Method To The Madness: George Miller Spills On All Things Mad Max: Fury Road


“We have a mantra: just because it’s a wasteland, doesn’t mean people stop creating beautiful things.”

Variety caught up with world-renowned director George Miller about the epic production behind this summer’s blockbuster Mad Max: Fury Road, as part of their award season ‘Contenders Conversations’ interviews.

Miller has never been shy to talk about the challenges involved in filming what was essentially “a good 130 days” of an extended chase scene, with such a dedication to real-life stunt work.

“Everything was real: real vehicles, real people, in the real desert, smashing into each other,” said Miller, and that work certainly isn’t easy “when you’re out there getting the dust in your eyes, and every other place!” Especially out in the harsh Namibian desert, where they had to move the shoot after seasonal problems in Australia.

The film itself had more of a rocky road than a Fury Road to production – it “was greenlit three times and fell over twice” – it lived, it died, it lived again!
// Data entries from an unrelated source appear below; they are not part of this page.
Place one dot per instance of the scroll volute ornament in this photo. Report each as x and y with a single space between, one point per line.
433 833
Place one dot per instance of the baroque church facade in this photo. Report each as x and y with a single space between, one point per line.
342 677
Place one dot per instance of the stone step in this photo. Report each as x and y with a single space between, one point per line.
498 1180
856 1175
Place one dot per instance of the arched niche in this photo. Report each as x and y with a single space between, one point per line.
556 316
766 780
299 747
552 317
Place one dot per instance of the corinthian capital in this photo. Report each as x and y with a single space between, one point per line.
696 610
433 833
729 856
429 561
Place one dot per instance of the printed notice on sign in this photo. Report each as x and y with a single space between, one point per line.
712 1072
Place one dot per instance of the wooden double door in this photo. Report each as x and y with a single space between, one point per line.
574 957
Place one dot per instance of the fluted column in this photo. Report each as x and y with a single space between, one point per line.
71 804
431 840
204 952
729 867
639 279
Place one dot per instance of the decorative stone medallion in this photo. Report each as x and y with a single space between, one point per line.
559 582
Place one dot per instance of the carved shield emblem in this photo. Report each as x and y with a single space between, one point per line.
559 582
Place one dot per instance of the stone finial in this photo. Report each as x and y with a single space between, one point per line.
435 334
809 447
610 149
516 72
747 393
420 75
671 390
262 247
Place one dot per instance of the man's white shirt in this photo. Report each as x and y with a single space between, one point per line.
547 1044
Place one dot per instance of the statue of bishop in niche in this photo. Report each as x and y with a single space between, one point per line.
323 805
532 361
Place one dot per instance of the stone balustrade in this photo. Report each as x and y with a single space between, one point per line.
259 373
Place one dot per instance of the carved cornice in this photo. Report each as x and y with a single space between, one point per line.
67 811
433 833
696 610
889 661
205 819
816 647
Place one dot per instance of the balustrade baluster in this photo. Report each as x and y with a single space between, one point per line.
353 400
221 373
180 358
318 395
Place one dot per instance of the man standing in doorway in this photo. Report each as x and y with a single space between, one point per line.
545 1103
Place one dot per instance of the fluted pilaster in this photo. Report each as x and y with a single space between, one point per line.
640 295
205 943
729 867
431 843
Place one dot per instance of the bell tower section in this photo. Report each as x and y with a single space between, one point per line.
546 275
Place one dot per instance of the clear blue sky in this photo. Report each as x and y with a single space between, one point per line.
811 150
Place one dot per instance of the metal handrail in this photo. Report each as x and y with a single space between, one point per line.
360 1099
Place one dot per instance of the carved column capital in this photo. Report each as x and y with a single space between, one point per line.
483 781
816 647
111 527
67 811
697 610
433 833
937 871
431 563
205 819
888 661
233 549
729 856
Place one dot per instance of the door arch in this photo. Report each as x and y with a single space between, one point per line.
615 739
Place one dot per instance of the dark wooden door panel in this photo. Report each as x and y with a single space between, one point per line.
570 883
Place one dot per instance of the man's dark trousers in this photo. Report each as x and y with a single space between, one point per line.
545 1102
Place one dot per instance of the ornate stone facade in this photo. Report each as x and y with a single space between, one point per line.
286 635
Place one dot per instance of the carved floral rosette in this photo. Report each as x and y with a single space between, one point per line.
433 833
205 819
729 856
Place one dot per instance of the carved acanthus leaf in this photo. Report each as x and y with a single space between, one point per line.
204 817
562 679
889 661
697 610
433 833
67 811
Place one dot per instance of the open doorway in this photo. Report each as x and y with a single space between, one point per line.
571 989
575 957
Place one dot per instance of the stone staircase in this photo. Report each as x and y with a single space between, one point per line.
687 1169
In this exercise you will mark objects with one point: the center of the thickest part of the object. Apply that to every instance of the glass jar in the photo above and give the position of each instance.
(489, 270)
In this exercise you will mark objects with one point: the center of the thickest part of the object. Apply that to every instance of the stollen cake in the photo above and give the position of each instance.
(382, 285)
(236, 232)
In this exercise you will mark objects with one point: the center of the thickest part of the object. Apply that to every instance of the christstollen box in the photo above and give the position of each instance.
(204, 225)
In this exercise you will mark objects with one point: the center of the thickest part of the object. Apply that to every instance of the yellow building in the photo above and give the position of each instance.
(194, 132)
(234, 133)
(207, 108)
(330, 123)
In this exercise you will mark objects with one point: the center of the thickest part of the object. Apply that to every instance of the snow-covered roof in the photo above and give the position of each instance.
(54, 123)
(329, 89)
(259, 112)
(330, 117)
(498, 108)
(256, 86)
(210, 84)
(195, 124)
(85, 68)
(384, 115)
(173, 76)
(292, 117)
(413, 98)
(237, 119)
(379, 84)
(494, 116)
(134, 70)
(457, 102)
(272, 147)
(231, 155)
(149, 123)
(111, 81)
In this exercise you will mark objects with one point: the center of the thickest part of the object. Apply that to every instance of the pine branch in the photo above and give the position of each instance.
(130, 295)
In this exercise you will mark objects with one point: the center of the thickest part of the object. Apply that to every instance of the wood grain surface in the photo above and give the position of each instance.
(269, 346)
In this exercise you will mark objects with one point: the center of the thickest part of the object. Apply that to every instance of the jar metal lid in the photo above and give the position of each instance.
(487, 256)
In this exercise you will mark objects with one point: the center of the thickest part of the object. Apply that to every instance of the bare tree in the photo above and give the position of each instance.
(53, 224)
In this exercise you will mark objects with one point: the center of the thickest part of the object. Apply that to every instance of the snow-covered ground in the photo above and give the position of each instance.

Luckily for us, though, that time “gave us a chance to dig down deep into the backstory,” which means there’s plenty of material ready to go for the sequel.

“The biggest thing was that the technology was getting more agile as we went,” explained Miller, which helped to realize “the aesthetic of the film,” – something that evolved as the process went on.

A massive part of the film was that “everything was found objects [were] re-purposed,” – from the clothes to the vehicles to the religion!

“As kind of crazy as some of the things were, they had to have a consistent logic – there was method in the madness, you could say!”

As for the star of the film, Charlize Theron, Miller said, “She was the only person who I ever thought about in the role.” Sadly, she’s not lined up to appear in the sequel(s), when they finally happen.

On that note Miller said: “All I can say is the intention is to make other films.”

“Stories insist on being made,” Miller said – and aren’t we glad for it!